Naharnet

Rural Midwives on Front Line of Sierra Leone Maternity Crisis

It is final exams season at Masuba midwifery school in rural Sierra Leone, and 70 more students are about to begin working life at the sharp end of the country's maternal health crisis.

Established in 2010, the school is only the second dedicated midwife training unit for a country of seven million people, located at the end of a bone-shaking series of dirt tracks several hours from the capital by car.

Keeping women and babies alive is an extreme challenge in the remote communities the graduates will serve, where suspicion of medical professionals is entrenched and family planning near non-existent.

"My first placement where I was sent in Kabala (a northern town)... people don't believe in the hospital facility," said Aminata Kanu, sitting in her classroom with dozens of others in identical blue uniforms and white hats.

Ebola severely strained the already limited resources of a crumbling health system when the 2014 epidemic erupted, and many women are reticent to seek professional medical care.

"We counsel them, tell them the importance of being in the hospital," 23-year old Kanu said, expressing frustration that some women "still refuse" to give birth outside the home in the presence of a traditional birth attendant.

The trainees will work exclusively in the villages and small towns that represent the greatest challenges for reversing Sierra Leone's sad distinction of holding the world's worst maternal mortality rate -- 1,360 deaths per 100,000 live births.

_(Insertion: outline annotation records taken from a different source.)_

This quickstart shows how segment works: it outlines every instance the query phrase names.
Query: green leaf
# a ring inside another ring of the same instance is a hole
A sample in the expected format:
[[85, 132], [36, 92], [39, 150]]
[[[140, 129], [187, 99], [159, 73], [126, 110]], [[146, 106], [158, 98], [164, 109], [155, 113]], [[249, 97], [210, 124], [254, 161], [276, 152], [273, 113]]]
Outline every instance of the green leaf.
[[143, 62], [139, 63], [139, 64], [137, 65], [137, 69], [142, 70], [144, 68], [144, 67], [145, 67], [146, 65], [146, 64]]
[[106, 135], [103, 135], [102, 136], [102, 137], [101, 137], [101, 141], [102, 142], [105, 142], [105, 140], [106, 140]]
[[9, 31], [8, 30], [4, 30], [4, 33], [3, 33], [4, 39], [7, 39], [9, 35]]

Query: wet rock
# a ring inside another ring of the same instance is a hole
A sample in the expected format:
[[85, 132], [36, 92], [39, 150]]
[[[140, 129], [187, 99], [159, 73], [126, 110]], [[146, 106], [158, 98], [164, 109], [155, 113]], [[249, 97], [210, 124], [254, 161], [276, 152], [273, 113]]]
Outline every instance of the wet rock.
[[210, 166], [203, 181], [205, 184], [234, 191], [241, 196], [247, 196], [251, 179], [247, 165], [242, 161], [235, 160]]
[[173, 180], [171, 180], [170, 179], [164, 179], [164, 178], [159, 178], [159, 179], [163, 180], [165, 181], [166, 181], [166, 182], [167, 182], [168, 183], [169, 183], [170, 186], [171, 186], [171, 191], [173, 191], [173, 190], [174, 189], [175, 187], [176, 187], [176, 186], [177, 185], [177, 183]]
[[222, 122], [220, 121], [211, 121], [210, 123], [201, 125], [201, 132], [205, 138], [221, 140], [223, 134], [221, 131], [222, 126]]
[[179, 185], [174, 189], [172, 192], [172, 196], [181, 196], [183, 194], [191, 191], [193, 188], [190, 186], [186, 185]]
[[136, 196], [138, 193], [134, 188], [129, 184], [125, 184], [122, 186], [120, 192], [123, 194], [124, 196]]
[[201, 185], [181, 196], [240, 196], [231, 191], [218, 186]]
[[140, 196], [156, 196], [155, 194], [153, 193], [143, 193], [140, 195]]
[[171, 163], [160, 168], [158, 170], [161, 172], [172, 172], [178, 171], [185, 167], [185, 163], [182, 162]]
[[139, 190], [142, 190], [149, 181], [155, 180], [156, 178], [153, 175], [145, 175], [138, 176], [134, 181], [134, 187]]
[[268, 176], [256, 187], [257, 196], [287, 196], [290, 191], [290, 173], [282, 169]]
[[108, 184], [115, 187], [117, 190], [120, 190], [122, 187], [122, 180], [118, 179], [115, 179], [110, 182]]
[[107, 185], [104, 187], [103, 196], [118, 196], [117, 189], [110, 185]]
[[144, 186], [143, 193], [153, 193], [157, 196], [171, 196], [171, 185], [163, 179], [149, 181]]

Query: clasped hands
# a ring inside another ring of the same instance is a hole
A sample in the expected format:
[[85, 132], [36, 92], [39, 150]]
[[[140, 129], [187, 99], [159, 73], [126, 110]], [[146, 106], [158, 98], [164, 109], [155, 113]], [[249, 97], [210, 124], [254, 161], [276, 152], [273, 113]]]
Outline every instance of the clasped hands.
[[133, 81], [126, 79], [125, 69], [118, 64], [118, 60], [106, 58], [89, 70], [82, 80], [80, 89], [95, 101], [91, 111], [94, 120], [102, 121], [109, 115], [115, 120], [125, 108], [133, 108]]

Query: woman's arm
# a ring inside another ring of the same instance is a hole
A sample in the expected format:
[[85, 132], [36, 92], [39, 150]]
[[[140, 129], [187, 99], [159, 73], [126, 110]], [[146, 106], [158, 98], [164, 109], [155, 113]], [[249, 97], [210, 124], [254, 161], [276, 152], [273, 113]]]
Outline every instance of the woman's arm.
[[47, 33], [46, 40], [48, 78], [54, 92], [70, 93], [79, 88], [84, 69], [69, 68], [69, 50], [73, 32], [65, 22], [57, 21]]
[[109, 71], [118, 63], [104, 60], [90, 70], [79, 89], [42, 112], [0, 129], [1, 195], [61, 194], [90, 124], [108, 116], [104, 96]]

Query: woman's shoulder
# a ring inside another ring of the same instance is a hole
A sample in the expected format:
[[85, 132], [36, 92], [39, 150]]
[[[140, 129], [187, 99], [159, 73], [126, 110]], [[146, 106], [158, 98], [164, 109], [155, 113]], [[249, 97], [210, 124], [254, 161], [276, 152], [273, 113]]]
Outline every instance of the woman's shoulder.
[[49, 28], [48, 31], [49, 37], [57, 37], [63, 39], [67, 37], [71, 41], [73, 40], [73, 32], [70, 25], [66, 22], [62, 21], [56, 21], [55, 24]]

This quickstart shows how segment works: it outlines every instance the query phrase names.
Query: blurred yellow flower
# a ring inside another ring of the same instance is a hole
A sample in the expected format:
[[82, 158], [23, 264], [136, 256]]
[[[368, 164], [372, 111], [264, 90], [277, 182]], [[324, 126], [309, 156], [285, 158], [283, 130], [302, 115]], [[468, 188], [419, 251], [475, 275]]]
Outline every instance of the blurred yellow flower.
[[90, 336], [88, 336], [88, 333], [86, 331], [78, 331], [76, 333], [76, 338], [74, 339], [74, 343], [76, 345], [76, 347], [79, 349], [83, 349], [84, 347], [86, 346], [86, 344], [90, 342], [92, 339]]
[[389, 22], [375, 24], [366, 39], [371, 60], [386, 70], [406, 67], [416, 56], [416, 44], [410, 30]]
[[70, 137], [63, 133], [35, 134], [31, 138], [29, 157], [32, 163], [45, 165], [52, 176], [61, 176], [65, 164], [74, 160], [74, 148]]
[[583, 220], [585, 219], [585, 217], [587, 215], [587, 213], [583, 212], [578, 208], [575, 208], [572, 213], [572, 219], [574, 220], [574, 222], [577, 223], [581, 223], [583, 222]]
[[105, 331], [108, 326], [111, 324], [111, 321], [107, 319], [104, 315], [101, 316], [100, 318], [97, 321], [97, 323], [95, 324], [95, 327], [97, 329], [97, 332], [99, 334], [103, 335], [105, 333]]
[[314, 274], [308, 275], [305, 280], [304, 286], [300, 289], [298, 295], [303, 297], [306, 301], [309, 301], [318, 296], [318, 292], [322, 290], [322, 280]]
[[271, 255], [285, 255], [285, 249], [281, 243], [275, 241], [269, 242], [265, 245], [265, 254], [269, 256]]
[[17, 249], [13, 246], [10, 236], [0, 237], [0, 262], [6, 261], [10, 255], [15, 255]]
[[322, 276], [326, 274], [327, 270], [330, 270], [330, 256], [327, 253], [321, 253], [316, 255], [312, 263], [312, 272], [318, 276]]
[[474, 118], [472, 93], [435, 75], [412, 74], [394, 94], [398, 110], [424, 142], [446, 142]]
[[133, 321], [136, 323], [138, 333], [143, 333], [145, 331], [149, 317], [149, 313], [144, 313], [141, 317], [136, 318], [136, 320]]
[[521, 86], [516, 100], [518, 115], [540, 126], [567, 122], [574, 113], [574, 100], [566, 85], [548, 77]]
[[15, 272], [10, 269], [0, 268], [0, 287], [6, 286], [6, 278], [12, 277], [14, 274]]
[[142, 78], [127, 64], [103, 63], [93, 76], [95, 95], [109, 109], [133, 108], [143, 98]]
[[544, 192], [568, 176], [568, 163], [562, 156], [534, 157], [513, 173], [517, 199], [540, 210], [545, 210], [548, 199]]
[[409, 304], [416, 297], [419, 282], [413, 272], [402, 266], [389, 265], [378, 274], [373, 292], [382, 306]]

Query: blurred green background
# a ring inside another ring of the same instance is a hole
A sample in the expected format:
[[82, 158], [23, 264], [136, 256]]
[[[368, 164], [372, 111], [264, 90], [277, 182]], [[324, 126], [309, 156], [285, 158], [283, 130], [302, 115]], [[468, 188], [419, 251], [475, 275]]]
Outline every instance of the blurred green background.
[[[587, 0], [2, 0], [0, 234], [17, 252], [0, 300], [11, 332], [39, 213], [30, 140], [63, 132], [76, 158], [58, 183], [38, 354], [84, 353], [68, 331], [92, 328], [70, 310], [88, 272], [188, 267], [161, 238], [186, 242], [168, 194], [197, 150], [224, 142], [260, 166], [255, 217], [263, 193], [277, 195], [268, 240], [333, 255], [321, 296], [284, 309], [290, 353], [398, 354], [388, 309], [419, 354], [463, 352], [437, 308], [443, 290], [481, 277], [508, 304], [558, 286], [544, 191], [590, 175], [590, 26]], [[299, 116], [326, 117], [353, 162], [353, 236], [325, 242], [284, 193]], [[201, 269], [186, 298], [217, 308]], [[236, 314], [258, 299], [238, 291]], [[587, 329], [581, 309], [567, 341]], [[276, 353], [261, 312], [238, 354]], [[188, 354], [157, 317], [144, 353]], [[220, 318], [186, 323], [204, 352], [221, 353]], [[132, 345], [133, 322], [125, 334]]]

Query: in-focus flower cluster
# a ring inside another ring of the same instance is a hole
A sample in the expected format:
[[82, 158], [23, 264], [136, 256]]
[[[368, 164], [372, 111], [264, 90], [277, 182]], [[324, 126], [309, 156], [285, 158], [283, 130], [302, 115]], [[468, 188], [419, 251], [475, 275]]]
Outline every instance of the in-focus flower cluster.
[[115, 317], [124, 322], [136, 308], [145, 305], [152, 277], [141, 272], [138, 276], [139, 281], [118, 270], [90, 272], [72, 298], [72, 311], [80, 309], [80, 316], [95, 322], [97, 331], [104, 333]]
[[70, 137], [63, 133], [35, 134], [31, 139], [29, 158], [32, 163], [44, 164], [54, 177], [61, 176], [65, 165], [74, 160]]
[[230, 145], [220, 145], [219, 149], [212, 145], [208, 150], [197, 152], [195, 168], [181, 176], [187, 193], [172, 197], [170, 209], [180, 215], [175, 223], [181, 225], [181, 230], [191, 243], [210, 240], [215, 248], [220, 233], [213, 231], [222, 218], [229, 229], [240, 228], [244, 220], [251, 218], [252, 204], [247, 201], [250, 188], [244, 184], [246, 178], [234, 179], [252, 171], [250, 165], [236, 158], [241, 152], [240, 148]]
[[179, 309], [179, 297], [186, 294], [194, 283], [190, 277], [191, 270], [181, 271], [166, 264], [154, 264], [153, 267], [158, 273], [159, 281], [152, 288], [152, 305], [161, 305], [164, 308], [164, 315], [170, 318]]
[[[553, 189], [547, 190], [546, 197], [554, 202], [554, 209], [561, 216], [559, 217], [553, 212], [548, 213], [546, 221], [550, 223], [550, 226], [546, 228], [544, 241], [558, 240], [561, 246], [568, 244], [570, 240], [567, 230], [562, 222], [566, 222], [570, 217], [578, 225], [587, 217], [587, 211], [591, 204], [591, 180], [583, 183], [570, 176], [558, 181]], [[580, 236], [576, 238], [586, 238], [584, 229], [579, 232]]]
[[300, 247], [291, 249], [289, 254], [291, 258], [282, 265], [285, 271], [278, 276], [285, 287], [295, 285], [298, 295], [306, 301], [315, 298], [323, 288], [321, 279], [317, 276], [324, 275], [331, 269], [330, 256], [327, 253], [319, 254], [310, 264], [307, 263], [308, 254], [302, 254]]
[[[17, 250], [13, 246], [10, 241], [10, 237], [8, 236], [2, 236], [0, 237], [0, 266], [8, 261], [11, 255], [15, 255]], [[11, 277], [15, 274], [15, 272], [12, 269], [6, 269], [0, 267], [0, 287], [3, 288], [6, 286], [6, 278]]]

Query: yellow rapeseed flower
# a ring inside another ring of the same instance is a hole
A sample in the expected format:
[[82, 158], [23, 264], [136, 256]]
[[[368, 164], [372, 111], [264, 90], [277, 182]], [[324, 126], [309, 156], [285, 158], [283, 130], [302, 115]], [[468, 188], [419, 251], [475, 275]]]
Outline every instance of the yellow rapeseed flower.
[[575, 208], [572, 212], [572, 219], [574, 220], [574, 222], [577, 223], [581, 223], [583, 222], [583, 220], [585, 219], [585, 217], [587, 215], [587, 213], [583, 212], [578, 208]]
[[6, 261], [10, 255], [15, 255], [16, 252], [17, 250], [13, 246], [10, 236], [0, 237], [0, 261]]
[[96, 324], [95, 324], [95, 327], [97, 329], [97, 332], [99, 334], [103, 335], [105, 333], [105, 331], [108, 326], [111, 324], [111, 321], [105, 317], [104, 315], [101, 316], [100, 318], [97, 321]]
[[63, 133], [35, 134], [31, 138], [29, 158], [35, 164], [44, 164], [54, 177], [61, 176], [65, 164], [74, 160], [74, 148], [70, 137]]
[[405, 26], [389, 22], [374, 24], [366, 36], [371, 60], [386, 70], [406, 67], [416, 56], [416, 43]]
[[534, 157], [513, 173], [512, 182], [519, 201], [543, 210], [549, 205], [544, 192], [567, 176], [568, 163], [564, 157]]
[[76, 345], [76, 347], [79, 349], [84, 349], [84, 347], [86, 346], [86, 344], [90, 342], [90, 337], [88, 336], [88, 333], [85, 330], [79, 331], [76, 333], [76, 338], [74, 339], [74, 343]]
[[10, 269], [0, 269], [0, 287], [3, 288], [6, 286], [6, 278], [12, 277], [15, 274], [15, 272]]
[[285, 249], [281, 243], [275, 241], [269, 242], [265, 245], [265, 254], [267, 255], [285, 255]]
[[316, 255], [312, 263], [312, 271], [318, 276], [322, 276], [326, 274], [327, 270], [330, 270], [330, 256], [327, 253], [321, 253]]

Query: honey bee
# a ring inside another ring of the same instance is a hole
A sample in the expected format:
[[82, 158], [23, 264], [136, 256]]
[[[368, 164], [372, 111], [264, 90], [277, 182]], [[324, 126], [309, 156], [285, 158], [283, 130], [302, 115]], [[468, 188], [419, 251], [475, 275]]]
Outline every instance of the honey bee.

School places are oversubscribed even though training salaries are low by local standards -- 590,000 leones ($150) a month plus a 200,000 leone monthly grant from the United Nations Population Fund (UNFPA) -- and hours long. Jobs in this area are scarce.

- Feathers and string -

The Masuba school in central Sierra Leone emphasizes culturally sensitive training and works to shift what tutor Cecelia Lausana said was a sometimes unconstructive attitude to communication with patients.

Gesturing towards a board of examples of traditional birth control used in rural communities, such as feathers worn in the hair and plaited cotton bracelets, Lausana said women would not be persuaded to abandon such methods.

"If we don't support the traditional methods we can't get them to use the modern one. We encourage them to use the traditional methods as a 'back-up'," she said, smiling.

Senior instructor Halima Shyllon said a cultural gaffe involving just one woman could alienate entire villages.

"I went to do supervision (in) a Muslim-dominated community. And they have sent a male midwife! He has to work with the traditional birth attendant so he is standing at the door and giving instructions."

Getting the traditional attendants in rural areas on board was key, the midwives agreed. Some jealously guarded their privileged role, they said, even if more women died as a result.

One town under her supervision "has a beautiful facility but ... only a few people come," said Shyllon.

"Students were sent on outreach... They discovered that it was this traditional birth attendant that was conducting all the deliveries at home."

- FGM complications -

Some communities are taking firm action. The village of Makali north of Masuba has passed a punitive by-law on any women delivering at home: a 50,000 leone fine per child, and double for twins.

Another practice complicates the lives of the midwives: female genital mutilation (FGM).

Nine in 10 women have undergone FGM in Sierra Leone, according to a report released this year by UNICEF, and nearly 70 percent of women support its continuation.

Women who are "cut" experience increased complications during caesarian sections, greater risk of haemorrhage and prolonged labour, according to the World Health Organization.

Showing off a life-size pregnant model donated by the Netherlands and named Jessica -- after the school's principal -- students were shown how the whole vaginal area became extremely tight during birth for FGM-affected patients, usually requiring an extra surgical cut to aid delivery.

Jessica arrived four years ago and replaced the previous training tool: a pair of leggings through which a soft toy was pushed at an opening in the front of the garment. Models and props remain in short supply.

There are other threats to the school's work: support for equipment had increased in the last couple of years, according to the tutors, but the full funding of tuition by UNFPA was at risk for next year's intake due to budget cuts at the U.N. agency.

Transportation was another serious problem, both for students and patients, Shyllon said.

"There are some districts where the population is so sparse that you meet one community and you have to go a very far distance before you can meet another," often taking huge chunks from small salaries.

The ambulance system in this country still has a "long way" to go, Shyllon added.

For fellow tutor Lausana, the key was to train many more rural midwives, as 40 percent currently work in Freetown, the capital serving just 15 percent of the population.

"I believe if they train more midwives, and midwives are attending to every birth in this country, it will help greatly," she said.